エンリッチメント中毒のすすめ – David Shepherdson博士インタビュー –

2015年5月24-28日に国際エンリッチメント会議が開催されました。報告記事についてはこちらをご覧ください(1)(2)

環境エンリッチメントを語るうえでは欠かせない、David Shepherdson博士Oregon動物園・アメリカ・Deputy Conservation Division Manager)に会議中、インタビューをしてきました!

今回の会議の大会長として忙しく立ち回る合間に快く引き受けてくださいました。

①     環境エンリッチメントに興味をもったきっかけはなんですか?

‐ロンドン動物園で環境エンリッチメントの仕事に

もともと動物が好きだったShepherdson博士はSussex大学で生物学を専攻し、動物行動学で学位(博士)を取得しました。

その後、1987年よりイギリスのロンドン動物園で働くことになりますが、そのときの仕事は環境エンリッチメントの推進とその研究でした。動物園で動物福祉にかかわる仕事は当時はイギリスでもほとんどなかったそうです。

それからずっとエンリッチメントに関わる仕事をしています。

ロンドン動物園で3年半働いた後、オレゴン動物園に移ります。それからずっと現在までオレゴン動物園で働いています。

 

②     オレゴン動物園での現在のお仕事を教えてください。

「動物福祉(エンリッチメントと行動)と保全について両方の仕事をしています。」

環境エンリッチメントの推進はもちろんですが、保全の取組にも力を入れているそうです。現在、保全活動としてカリフォルニアコンドル、ウサギ、キツネ類など5-6種を、動物園で繁殖させて野生に返す取組をしているそうです。Shepherdson博士にとって保全と福祉は、野生にいる動物に接するか、動物園の動物とかかわるかということだけで本質的に一緒のことだと捉えているそうです。

 

③     長くたずさわってきたご経験から、当時と比べて現在の環境エンリッチメントの状況はいかがですか?

「ずいぶん変わったよ。まず、そもそも自分がはじめたころはほとんどの人がエンリッチメントを知らなかった。今はみんな知っているからね。」

環境エンリッチメントがほとんど知られていない時代と比べるとずいぶん広まりを見せた状況を喜びながらも、「エンリッチメントには常に改善すべき点はあるし、常に良い方向に改良していくというプロセスには終わりはありません。」と言います。
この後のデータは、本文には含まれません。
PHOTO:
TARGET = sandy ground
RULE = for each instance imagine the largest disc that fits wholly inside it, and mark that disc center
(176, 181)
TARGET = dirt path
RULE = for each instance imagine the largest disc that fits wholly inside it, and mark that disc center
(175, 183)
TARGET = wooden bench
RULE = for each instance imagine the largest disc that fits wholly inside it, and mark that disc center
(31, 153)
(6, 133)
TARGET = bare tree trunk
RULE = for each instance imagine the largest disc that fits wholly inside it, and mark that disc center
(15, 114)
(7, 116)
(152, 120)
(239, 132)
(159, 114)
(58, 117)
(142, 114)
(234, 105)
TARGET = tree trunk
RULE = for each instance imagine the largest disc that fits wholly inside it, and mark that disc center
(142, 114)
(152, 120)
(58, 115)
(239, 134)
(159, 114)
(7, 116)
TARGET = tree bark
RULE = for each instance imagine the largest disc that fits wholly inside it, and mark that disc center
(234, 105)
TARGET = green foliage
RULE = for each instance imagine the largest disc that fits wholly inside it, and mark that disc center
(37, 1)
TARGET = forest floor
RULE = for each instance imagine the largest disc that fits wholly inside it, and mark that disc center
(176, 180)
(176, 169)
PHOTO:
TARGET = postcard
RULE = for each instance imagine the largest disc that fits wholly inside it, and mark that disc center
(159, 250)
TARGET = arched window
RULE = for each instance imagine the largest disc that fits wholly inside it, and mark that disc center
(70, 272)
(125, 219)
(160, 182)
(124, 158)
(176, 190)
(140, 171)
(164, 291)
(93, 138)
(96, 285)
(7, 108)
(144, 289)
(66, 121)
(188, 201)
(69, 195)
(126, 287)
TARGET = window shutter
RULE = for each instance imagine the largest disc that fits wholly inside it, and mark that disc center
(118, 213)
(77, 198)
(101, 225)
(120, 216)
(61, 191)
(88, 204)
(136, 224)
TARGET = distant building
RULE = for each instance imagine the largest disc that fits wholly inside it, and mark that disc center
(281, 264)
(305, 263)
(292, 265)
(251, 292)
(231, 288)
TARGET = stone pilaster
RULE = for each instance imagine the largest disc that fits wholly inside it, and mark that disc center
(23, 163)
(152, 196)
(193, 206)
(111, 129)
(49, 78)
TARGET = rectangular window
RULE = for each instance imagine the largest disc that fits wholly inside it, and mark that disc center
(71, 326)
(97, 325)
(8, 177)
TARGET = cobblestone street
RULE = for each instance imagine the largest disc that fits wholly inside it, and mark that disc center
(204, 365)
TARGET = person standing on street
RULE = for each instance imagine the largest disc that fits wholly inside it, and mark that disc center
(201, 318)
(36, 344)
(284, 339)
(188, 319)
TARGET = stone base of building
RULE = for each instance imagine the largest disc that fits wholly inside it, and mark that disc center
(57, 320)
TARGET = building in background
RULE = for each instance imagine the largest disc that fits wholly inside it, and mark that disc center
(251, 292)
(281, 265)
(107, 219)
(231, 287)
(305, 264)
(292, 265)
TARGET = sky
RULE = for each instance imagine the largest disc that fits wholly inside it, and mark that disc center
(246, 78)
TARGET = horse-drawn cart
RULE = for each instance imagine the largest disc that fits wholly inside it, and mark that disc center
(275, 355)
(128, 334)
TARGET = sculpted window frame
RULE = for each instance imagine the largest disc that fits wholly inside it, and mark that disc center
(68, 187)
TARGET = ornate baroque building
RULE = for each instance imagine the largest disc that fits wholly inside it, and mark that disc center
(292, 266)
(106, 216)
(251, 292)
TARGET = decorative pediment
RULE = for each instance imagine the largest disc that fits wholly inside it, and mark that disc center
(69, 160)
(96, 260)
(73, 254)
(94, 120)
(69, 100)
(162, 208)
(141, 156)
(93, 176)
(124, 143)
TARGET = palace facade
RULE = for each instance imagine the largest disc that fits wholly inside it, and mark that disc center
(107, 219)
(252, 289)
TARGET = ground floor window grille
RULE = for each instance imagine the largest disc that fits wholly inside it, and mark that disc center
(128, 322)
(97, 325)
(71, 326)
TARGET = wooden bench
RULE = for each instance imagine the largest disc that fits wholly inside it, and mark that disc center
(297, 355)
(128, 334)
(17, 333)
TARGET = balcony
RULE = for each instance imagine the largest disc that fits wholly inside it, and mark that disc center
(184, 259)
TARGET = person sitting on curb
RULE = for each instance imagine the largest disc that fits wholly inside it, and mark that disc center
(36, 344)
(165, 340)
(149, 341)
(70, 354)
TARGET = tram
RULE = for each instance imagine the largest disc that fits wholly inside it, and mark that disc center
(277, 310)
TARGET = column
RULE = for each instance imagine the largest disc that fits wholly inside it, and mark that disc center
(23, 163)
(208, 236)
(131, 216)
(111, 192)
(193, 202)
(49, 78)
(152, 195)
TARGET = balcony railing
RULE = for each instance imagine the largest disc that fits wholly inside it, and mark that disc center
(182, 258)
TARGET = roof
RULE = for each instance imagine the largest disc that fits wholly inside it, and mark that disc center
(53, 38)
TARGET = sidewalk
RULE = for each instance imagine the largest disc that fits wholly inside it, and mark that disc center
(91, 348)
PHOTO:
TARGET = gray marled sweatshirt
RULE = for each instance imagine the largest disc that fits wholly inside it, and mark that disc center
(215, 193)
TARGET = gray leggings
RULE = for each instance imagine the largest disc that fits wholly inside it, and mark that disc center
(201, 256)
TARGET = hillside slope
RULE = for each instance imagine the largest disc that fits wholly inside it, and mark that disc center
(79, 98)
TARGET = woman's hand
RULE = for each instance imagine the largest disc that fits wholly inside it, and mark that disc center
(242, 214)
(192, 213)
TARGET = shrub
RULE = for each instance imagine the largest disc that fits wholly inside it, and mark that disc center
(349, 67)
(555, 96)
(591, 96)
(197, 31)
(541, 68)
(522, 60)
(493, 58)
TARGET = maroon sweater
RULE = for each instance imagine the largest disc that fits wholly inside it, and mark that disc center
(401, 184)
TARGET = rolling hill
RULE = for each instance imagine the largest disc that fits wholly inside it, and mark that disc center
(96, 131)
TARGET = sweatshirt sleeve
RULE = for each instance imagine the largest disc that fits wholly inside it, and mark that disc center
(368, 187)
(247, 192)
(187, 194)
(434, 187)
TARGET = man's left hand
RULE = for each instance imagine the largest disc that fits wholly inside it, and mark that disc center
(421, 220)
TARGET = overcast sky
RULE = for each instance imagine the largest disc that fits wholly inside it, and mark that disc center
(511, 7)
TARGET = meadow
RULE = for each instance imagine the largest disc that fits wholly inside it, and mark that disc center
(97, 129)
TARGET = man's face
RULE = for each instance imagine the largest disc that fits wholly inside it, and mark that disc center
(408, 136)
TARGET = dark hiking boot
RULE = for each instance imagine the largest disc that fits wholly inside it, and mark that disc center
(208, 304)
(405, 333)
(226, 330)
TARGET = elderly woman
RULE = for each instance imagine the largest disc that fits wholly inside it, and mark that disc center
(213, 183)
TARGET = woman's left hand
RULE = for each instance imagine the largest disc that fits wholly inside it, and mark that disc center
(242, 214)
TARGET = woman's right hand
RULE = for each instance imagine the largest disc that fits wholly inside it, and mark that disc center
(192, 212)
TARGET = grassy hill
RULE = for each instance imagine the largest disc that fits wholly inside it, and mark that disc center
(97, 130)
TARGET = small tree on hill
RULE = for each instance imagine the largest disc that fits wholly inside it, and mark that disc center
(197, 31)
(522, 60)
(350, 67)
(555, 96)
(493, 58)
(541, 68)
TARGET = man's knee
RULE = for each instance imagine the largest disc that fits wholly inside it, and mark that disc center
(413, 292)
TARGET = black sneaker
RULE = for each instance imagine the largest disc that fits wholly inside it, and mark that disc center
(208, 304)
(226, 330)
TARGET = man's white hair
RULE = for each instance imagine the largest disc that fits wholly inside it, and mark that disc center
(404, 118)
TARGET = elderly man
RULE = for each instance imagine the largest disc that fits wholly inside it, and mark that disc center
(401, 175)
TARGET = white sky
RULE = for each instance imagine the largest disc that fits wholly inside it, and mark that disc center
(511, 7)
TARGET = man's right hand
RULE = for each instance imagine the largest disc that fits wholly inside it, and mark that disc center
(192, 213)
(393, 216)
実際にエンリッチメントをすることだけでなく、どう記録して、評価するかということを含めて改善し続ける必要があると言っていました。

 

④     今後どのようなことにフォーカスを当てた活動をしていきますか?

「これまで通り環境エンリッチメントと保全に関する取組を精力的にやっていきたい。」

今回のように、中国など今まで福祉やエンリッチメント活動が少ないところに来るのはとてもやりがいのあることだと言います。国際エンリッチメント会議に関しても、これまでやったことないところでやっていきたいと言うことでした。たとえば、南アメリカ…インド…それからロシア…。次回の会議が楽しみです。

ちなみにShepherdson博士自身は日本に15年ほど前に来られています。

 

⑤     最後に、日本のひとたちに何かメッセージをお願いします。

‐日本のみなさんももっとエンリッチメント中毒に…

「何かすごく効果的な、エンリッチメントを見つけられたとしたら、それはものすごく気持ちがいいことです。もっともっと多くの人にそんな経験をしてほしい。それはドラッグみたいなものです。もちろん良いドラッグ!

それから…日本は霊長類の飼育では世界をリードしているからね、それはほこるべきですよ。」

少し考えたあとに、そんなふうに答えてくれました。

Shepherdson博士のことばの端々からエンリッチメントに対する情熱や動物に対する愛情が感じられました。

オレゴン動物園では、2011年にオレゴンでICEEが開催されたときにはまだ工事中だった、新しいゾウ舎ももうすぐオープンとのこと。常に環境が改良されてゆく、オレゴン動物園にも再び訪れたくなりました。

お忙しい中お時間をとってくださったShepherdson博士にこころよりお礼申し上げます!!